CHICAGO (WLS) -- Newly filed court documents make clear that authorities believe the alleged kidnapping plot targeting Michigan Governor Gretchen Whitmer was planned to take place before the November election. Investigators say the plot was hatched by these fourteen men would have resulted in Governor Whitmer's abduction before Election Day, allegedly after two surveillance missions on her vacation home.
In a newly filed government motion, prosecutors ask for more time to indict the defendants, saying they have collected an enormous amount of evidence: "hundreds of hours of audio recordings from confidential human sources and undercover agents."
Just as the accused domestic terrorists were apparently being driven by the calendar, so too were prosecutors in arresting them. "In particular" they say, "lead defendant Adam Fox stated on multiple occasions that the group's deadline for executing the plot was the November 3rd, 2020, national election." Their motive federal officers have said was to take out the governor, kill law enforcement, trigger a civil war and overthrow the government. Prosecutors released training video introduced as evidence in the federal case to illustrate what the group was planning.
But, an attorney for one defendant tells CNN that it's not how it looks.
"I speak for Ty Garbin and only Ty Garbin but, my client is not a crackpot.

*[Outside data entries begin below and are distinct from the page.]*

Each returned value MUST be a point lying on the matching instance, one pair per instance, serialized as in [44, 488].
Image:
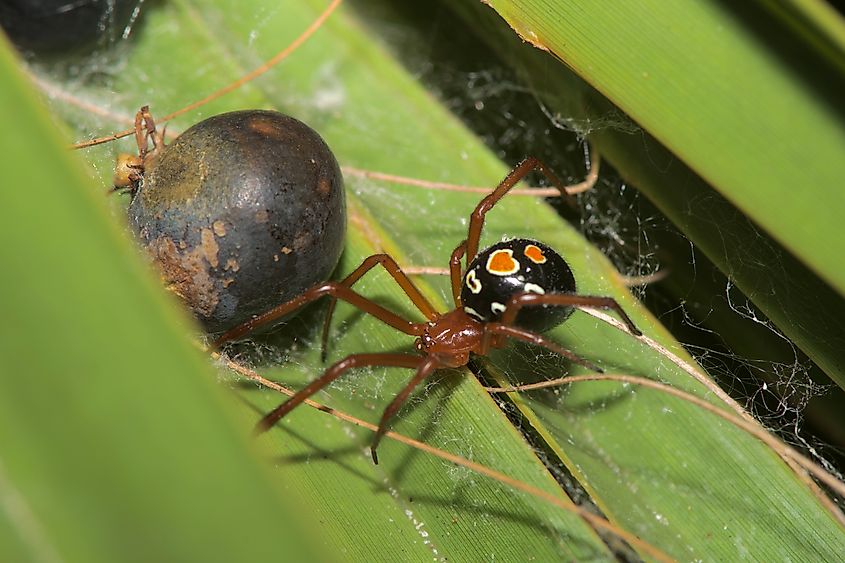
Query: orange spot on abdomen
[535, 254]
[502, 263]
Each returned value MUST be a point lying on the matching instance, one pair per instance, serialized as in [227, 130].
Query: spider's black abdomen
[517, 266]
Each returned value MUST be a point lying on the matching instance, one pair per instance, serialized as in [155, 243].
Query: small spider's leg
[140, 133]
[521, 300]
[152, 133]
[335, 290]
[335, 371]
[389, 264]
[455, 272]
[476, 220]
[424, 367]
[534, 338]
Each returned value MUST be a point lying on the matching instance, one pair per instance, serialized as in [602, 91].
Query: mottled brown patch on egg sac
[265, 127]
[324, 186]
[185, 274]
[209, 247]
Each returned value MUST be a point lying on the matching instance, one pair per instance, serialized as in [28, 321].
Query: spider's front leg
[392, 268]
[336, 370]
[476, 220]
[333, 289]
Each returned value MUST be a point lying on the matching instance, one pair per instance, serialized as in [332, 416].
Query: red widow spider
[512, 289]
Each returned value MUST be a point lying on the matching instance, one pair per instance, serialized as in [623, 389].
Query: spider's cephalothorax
[511, 267]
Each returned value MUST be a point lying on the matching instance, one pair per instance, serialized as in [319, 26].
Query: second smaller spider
[514, 289]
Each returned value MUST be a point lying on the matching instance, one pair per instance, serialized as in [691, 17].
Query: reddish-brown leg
[455, 273]
[389, 264]
[493, 329]
[335, 371]
[333, 289]
[521, 300]
[426, 367]
[476, 219]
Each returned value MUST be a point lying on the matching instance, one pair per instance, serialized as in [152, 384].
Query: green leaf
[635, 452]
[115, 441]
[743, 135]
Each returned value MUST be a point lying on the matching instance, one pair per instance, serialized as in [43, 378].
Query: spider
[514, 289]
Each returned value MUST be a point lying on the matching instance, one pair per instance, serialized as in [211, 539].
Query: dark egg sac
[511, 267]
[242, 212]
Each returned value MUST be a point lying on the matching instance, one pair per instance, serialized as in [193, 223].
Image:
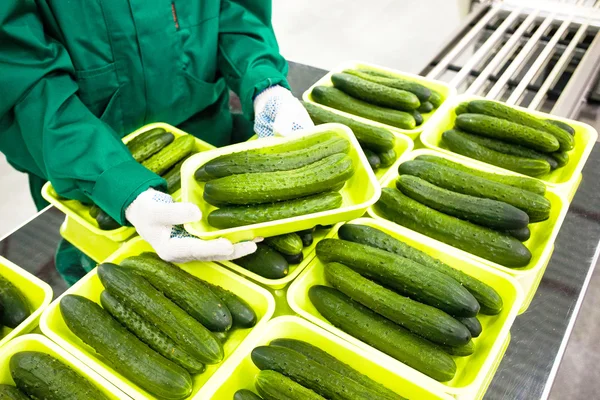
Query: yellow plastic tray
[441, 87]
[472, 372]
[80, 212]
[360, 191]
[239, 372]
[543, 234]
[53, 325]
[42, 344]
[563, 179]
[37, 292]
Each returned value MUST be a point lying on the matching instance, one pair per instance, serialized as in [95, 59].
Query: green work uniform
[76, 76]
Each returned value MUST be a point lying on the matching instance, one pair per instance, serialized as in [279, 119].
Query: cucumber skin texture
[490, 301]
[148, 143]
[149, 334]
[178, 285]
[506, 130]
[420, 319]
[485, 212]
[325, 359]
[16, 306]
[483, 242]
[529, 184]
[229, 216]
[124, 351]
[324, 145]
[265, 262]
[42, 376]
[459, 143]
[503, 111]
[407, 277]
[310, 374]
[375, 93]
[139, 295]
[170, 155]
[335, 98]
[272, 385]
[379, 332]
[270, 187]
[536, 206]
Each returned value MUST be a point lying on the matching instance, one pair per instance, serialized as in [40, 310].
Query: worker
[77, 76]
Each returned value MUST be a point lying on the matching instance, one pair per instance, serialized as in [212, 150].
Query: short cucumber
[150, 334]
[508, 113]
[123, 351]
[489, 300]
[180, 286]
[405, 276]
[272, 385]
[506, 130]
[481, 211]
[375, 93]
[483, 242]
[138, 294]
[536, 206]
[423, 320]
[381, 333]
[265, 262]
[529, 184]
[339, 100]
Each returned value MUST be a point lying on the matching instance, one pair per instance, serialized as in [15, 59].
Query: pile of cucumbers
[14, 307]
[483, 213]
[292, 179]
[38, 375]
[160, 152]
[158, 325]
[506, 137]
[296, 370]
[400, 300]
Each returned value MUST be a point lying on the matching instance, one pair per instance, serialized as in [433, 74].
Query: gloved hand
[156, 218]
[276, 110]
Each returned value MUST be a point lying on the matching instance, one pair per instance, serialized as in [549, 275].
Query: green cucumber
[483, 242]
[405, 276]
[150, 334]
[265, 262]
[272, 385]
[536, 206]
[123, 351]
[506, 130]
[375, 93]
[529, 184]
[481, 211]
[149, 143]
[489, 300]
[420, 319]
[244, 162]
[505, 112]
[381, 333]
[16, 306]
[335, 98]
[138, 294]
[267, 187]
[369, 136]
[170, 155]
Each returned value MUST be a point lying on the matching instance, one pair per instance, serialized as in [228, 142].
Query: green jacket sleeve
[44, 125]
[249, 56]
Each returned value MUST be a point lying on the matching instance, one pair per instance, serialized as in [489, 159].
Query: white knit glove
[157, 218]
[276, 110]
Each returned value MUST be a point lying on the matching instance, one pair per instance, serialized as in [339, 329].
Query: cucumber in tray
[483, 242]
[489, 300]
[405, 276]
[381, 333]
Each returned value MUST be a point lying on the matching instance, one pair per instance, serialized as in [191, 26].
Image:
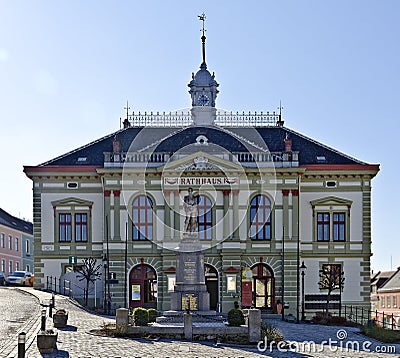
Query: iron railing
[363, 316]
[223, 119]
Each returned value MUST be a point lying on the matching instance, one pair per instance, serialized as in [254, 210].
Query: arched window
[205, 218]
[143, 286]
[260, 218]
[263, 286]
[142, 218]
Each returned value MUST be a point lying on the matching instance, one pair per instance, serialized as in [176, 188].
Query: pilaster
[117, 223]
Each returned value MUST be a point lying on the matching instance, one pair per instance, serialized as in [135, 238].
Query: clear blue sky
[67, 69]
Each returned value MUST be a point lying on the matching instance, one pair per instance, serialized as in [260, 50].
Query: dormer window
[321, 159]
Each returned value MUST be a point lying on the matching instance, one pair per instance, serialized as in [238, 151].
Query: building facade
[15, 236]
[269, 199]
[387, 302]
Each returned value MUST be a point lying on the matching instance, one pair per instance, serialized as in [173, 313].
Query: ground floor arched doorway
[211, 275]
[143, 287]
[263, 289]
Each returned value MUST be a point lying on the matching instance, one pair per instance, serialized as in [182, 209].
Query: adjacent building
[16, 241]
[387, 300]
[269, 198]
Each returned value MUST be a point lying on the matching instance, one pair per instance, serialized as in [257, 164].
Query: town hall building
[269, 199]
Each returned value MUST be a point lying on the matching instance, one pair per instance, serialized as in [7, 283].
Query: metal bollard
[21, 345]
[43, 325]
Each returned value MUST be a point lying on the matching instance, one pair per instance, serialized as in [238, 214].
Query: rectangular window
[331, 274]
[65, 227]
[28, 247]
[339, 226]
[80, 227]
[323, 226]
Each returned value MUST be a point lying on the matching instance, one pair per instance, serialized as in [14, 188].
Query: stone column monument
[190, 287]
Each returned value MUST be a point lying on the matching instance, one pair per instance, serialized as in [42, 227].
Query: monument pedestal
[190, 287]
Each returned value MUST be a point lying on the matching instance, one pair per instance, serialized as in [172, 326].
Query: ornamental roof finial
[202, 17]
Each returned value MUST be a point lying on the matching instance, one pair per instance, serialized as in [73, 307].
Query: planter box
[47, 341]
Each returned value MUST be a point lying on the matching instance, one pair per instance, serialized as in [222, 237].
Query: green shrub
[235, 317]
[272, 333]
[152, 314]
[140, 316]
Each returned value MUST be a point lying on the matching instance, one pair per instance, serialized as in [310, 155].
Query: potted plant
[60, 318]
[47, 341]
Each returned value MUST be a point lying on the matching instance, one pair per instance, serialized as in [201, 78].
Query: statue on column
[190, 203]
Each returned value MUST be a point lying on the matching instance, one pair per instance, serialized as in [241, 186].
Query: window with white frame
[72, 220]
[142, 218]
[331, 217]
[260, 218]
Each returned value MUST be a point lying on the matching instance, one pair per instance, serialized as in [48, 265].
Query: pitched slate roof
[381, 277]
[393, 283]
[14, 223]
[232, 139]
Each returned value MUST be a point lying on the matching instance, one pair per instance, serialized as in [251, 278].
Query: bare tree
[90, 272]
[331, 278]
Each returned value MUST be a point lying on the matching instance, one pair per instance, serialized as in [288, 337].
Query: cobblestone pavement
[76, 341]
[18, 311]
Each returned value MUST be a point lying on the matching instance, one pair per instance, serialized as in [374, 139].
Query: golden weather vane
[202, 17]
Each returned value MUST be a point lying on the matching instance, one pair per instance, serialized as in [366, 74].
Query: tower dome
[203, 86]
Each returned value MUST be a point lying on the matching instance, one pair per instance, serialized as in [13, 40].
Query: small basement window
[72, 185]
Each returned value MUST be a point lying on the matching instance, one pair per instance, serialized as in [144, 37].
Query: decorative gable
[71, 202]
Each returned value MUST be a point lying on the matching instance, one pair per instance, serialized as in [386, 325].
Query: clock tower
[203, 90]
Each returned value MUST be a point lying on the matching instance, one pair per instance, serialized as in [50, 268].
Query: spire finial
[127, 109]
[280, 109]
[126, 120]
[280, 121]
[202, 17]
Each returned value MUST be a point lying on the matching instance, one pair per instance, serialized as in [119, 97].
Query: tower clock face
[203, 100]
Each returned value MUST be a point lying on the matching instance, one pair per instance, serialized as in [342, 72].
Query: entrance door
[143, 287]
[263, 287]
[211, 275]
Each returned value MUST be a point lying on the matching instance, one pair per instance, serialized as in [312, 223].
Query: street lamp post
[105, 265]
[302, 269]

My client in not a knucklehead. He is a good kid. He had a good job as an airline mechanic at the airport," said Mark Satawa, attorney for one of the defendants, Ty Garbin.
"When the evidence comes out in the courtroom you're going to see a much different Ty Garbin than the picture that was painted in court last week," Satawa told CNN.
Satawa won a very similar case in 2010 involving the so-called Hutaree Christian militia group from northwest Indiana and Michigan. Prosecutors said they also trained for an anti-government, cop-killing plot but ultimately they were all acquitted. Tonight, Satawa is looking for a similar outcome.
"The government lost and they lost big time. They were just flat out wrong," Satawa said of the Hutaree case.